Anthropic's own red-team testing reportedly showed Mythos could find and chain complex zero-days that had remained hidden for decades in software like Linux, OpenBSD, and FFmpeg.

Even as the Pentagon formally labeled Anthropic a “supply-chain risk” in March 2026 - citing the company’s refusal to remove ethical guardrails that would allow its models to be used for mass domestic surveillance and autonomous weapons - other key parts of the U.S. government have moved with urgency to embrace the very same technology. The National Security Agency is already actively using Claude Mythos Preview, while the White House’s Office of Management and Budget circulated an internal memo on Monday directing federal agencies to begin leveraging the model for vulnerability discovery in government networks. The Treasury Department has been particularly aggressive, rushing to secure access and convening major bank CEOs for urgent red-teaming sessions after being warned that Mythos could "hack every major system."

A Low-Tech Breach

The unauthorized access was deceptively simple. One member of the Discord group (a private forum focused on hunting unreleased AI models) had legitimate access as a worker at a third-party contractor. Using knowledge of Anthropic's naming patterns, the group correctly guessed the private API endpoint for Mythos Preview on the very same day the limited release was announced.
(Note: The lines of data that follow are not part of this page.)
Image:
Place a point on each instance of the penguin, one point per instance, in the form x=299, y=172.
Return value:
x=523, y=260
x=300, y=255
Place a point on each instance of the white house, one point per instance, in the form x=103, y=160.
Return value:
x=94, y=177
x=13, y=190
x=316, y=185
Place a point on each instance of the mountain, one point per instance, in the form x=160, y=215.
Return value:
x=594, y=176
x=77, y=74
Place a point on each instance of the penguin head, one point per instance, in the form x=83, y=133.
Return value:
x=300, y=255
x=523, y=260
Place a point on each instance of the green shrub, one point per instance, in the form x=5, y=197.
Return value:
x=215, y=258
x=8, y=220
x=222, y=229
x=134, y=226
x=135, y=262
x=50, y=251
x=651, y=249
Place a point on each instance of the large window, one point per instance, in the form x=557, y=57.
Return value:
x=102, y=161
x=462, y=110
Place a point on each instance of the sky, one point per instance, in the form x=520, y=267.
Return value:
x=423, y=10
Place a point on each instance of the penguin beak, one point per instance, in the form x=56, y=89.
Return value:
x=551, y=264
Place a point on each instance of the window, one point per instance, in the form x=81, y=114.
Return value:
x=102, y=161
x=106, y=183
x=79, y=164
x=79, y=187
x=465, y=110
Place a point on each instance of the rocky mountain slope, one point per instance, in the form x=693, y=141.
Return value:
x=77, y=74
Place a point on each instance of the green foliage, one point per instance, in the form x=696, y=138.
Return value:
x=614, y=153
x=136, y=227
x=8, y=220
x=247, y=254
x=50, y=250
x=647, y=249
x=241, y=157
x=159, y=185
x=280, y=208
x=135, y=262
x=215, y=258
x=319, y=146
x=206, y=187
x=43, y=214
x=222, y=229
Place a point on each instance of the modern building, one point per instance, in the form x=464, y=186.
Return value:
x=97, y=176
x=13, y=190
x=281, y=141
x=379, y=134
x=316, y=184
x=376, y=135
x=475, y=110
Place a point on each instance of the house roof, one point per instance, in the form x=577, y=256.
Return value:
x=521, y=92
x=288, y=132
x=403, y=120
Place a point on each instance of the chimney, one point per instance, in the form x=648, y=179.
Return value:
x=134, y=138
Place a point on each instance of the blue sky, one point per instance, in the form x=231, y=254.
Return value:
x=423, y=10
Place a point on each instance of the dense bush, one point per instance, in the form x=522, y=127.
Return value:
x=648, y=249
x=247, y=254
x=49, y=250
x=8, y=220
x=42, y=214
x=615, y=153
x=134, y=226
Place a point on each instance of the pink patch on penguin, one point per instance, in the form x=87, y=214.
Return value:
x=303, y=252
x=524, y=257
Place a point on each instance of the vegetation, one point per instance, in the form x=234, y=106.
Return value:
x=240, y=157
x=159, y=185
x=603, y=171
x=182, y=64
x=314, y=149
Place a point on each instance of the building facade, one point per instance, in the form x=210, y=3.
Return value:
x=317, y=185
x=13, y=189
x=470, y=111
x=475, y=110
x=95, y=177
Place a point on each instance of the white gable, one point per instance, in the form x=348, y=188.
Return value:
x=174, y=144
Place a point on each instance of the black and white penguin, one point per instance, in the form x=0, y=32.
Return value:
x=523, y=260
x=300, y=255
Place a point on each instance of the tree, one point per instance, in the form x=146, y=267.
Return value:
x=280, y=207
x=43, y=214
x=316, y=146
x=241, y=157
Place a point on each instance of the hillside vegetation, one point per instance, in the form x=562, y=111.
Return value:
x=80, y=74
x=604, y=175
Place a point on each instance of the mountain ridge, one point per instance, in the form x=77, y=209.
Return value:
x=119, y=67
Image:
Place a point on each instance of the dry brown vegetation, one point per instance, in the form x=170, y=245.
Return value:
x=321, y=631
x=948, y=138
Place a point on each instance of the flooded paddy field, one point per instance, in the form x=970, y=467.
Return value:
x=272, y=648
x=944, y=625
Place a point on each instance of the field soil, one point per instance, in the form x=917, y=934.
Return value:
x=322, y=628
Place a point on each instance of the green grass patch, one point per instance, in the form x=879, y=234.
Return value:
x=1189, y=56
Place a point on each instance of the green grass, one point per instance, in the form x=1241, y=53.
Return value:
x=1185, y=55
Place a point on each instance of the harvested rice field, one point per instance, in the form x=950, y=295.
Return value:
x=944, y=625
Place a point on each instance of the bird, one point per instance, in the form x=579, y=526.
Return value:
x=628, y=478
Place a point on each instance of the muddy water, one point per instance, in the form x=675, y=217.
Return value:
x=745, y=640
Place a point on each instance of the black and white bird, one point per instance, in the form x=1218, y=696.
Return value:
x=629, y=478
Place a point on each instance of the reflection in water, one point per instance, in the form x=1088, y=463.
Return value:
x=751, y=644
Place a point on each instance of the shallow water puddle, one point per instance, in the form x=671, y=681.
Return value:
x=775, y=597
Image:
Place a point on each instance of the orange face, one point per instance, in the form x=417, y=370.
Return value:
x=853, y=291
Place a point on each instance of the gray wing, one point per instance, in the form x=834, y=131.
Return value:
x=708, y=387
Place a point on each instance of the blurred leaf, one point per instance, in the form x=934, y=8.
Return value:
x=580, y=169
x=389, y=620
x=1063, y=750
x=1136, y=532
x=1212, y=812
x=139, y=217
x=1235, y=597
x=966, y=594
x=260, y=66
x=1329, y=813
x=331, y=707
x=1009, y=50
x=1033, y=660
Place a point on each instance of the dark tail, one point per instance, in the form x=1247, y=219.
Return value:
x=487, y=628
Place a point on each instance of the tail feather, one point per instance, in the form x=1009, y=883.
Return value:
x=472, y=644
Once inside, they continued using the model without triggering obvious alarms.

So, here's where we are: these AI models are becoming so powerful that even their creators treat them with extreme caution - yet the operational security surrounding them can still fall to basic tactics like credential misuse and URL guessing.

As of Wednesday, Anthropic has offered no further updates on its investigation, no timeline, and no announcement of technical fixes such as credential rotation or endpoint randomization. There is still no public evidence of malicious use by the Discord group - however, the breach raises serious questions about how many other restricted AI systems might be leaking through similar third-party or supply-chain vulnerabilities.